There is nothing in itself strange or reprehensible about a planned and agreed reduction in the CES. As unemployment falls, it makes sense to look for better ways of bringing those who have been left behind into the economy. A cut of 2,500 places, announced in the 1998 budget, was agreed with the social partners on condition that the resources released by this measure would be reinvested in other programmes for the long-term unemployed and that a broader commitment under Partnership 2000 to create an extra 10,000 places in training and education schemes would be met. A further transfer of 5,000 CES places into a new Social Economy programme has the enthusiastic support of the trade unions and of the community and voluntary sector.
But the new cut of 4,500 places came completely out of the blue. It has not been negotiated with the social partners. It is a flagrant and unilateral breach of Partnership 2000, which promises an additional 10,000 places. It threatens to undo the delicate and sensitive arrangements which have been agreed for the other cuts in the CES.
And, above all, it shows a most extraordinary lack of common decency in the Government's dealings with citizens whose friendship is, apparently, without value. By not even bothering to announce her plans for those at the bottom of the heap, let alone deigning to consult their representatives, Mary Harney has made the gulf between the two Irelands very clear.
It might be argued from the Tanaiste's erstwhile free-market perspective, of course, that the Community Employment Schemes are a bad thing and that they ought to be phased out. But the strange thing is that at the same time as she was deciding to cut the CE Schemes, Mary Harney was also giving the impression in public that she was planning to expand them. The day after the Cabinet decision to cut the 4,500 places, she announced that "from now on eligibility [for the CES] will extend to widows/widowers and adult dependants of long-term unemployed persons".

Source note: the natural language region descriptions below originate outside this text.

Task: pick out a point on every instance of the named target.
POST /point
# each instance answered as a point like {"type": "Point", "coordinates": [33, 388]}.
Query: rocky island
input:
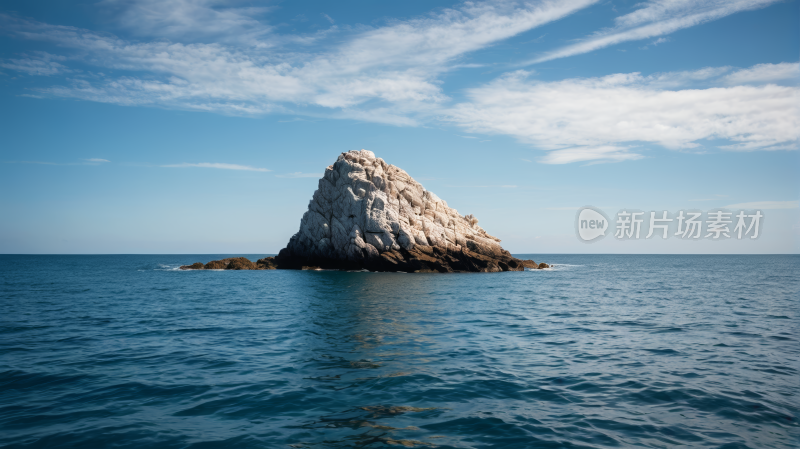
{"type": "Point", "coordinates": [369, 215]}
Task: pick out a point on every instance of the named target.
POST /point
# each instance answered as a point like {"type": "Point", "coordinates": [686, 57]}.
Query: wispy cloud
{"type": "Point", "coordinates": [762, 73]}
{"type": "Point", "coordinates": [299, 175]}
{"type": "Point", "coordinates": [40, 63]}
{"type": "Point", "coordinates": [605, 119]}
{"type": "Point", "coordinates": [655, 18]}
{"type": "Point", "coordinates": [217, 166]}
{"type": "Point", "coordinates": [765, 205]}
{"type": "Point", "coordinates": [85, 162]}
{"type": "Point", "coordinates": [396, 65]}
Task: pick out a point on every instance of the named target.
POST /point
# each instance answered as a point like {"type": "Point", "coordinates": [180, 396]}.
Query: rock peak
{"type": "Point", "coordinates": [370, 214]}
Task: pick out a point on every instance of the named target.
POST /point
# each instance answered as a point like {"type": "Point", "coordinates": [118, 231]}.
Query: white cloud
{"type": "Point", "coordinates": [395, 65]}
{"type": "Point", "coordinates": [765, 73]}
{"type": "Point", "coordinates": [593, 154]}
{"type": "Point", "coordinates": [42, 64]}
{"type": "Point", "coordinates": [604, 119]}
{"type": "Point", "coordinates": [765, 205]}
{"type": "Point", "coordinates": [656, 18]}
{"type": "Point", "coordinates": [218, 165]}
{"type": "Point", "coordinates": [300, 175]}
{"type": "Point", "coordinates": [192, 20]}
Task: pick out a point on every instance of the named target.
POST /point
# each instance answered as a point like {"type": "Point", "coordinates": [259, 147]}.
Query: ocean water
{"type": "Point", "coordinates": [601, 351]}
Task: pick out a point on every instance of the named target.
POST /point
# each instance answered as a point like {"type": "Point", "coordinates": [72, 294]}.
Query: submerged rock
{"type": "Point", "coordinates": [367, 214]}
{"type": "Point", "coordinates": [234, 263]}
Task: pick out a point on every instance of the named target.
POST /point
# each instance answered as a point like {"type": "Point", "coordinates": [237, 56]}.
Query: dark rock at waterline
{"type": "Point", "coordinates": [234, 263]}
{"type": "Point", "coordinates": [421, 259]}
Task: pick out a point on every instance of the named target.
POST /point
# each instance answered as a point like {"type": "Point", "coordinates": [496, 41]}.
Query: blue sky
{"type": "Point", "coordinates": [177, 126]}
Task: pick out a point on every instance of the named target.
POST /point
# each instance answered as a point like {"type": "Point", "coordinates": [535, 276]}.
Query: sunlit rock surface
{"type": "Point", "coordinates": [367, 214]}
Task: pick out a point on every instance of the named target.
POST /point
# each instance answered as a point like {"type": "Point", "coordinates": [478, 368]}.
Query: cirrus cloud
{"type": "Point", "coordinates": [217, 165]}
{"type": "Point", "coordinates": [603, 119]}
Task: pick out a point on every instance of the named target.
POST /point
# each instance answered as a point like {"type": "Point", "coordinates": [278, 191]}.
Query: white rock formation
{"type": "Point", "coordinates": [364, 207]}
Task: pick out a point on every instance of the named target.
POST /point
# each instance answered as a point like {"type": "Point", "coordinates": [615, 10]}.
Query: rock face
{"type": "Point", "coordinates": [367, 214]}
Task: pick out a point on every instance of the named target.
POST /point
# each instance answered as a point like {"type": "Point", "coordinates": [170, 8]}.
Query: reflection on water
{"type": "Point", "coordinates": [360, 325]}
{"type": "Point", "coordinates": [601, 351]}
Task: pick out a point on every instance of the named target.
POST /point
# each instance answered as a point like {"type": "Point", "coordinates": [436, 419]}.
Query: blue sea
{"type": "Point", "coordinates": [614, 351]}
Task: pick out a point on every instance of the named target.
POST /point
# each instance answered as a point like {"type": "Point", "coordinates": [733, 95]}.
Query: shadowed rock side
{"type": "Point", "coordinates": [367, 214]}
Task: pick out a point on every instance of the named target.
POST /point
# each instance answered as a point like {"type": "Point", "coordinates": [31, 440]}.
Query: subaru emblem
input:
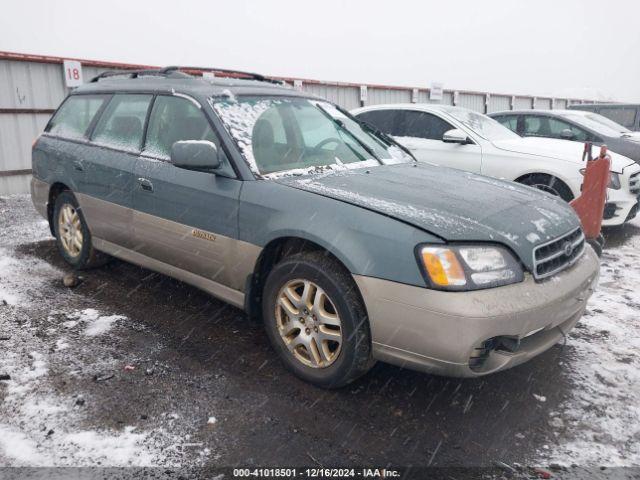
{"type": "Point", "coordinates": [568, 249]}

The impression that the unsuspecting public might have taken from the extension of eligibility is that there will be more places, not fewer.
There are, after all, 93,000 widows and widowers with contributory pensions not currently in the workforce. Letting them take up CE Schemes may or may not be a good idea in itself (and there are good reasons to doubt whether the CES is the best mechanism for older people who want to get back into the workplace), but the effect either way is to create a massive 60 per cent increase in the numbers eligible for schemes.
So, bizarrely and without explanation, Mary Harney is at one and the same time creating a huge new demand for places on these schemes and unilaterally cutting back on the number of places available.
This may be the result of confusion and carelessness, or it may be part of some grand scheme to antagonise the social partners and undermine State provision for the unemployed. But whatever it is, it is eloquent testimony to the order of things in contemporary Ireland.
Policies which affected the economic interests of those within the intimate circles of power would never emerge in this way. There would be a careful dance of proposal and counterproposal, of consultation, lobbying and concession. There would be an unstated, inexplicit but nonetheless extremely powerful assumption that the State should behave towards such citizens with all the sensitivity and consideration that one friend shows another.
But when the economic interests in question are those of the weak and irrelevant, Ireland becomes a cold and distant place. Today, the scheme workers will be on the streets, shouting slogans in an attempt to be heard.
The workers of schemes will be in Government offices, being asked if they prefer tea or coffee and speaking in soft tones to those who are all ears.
For all the good their shouting will do them, the outsiders might as well be in the south of France.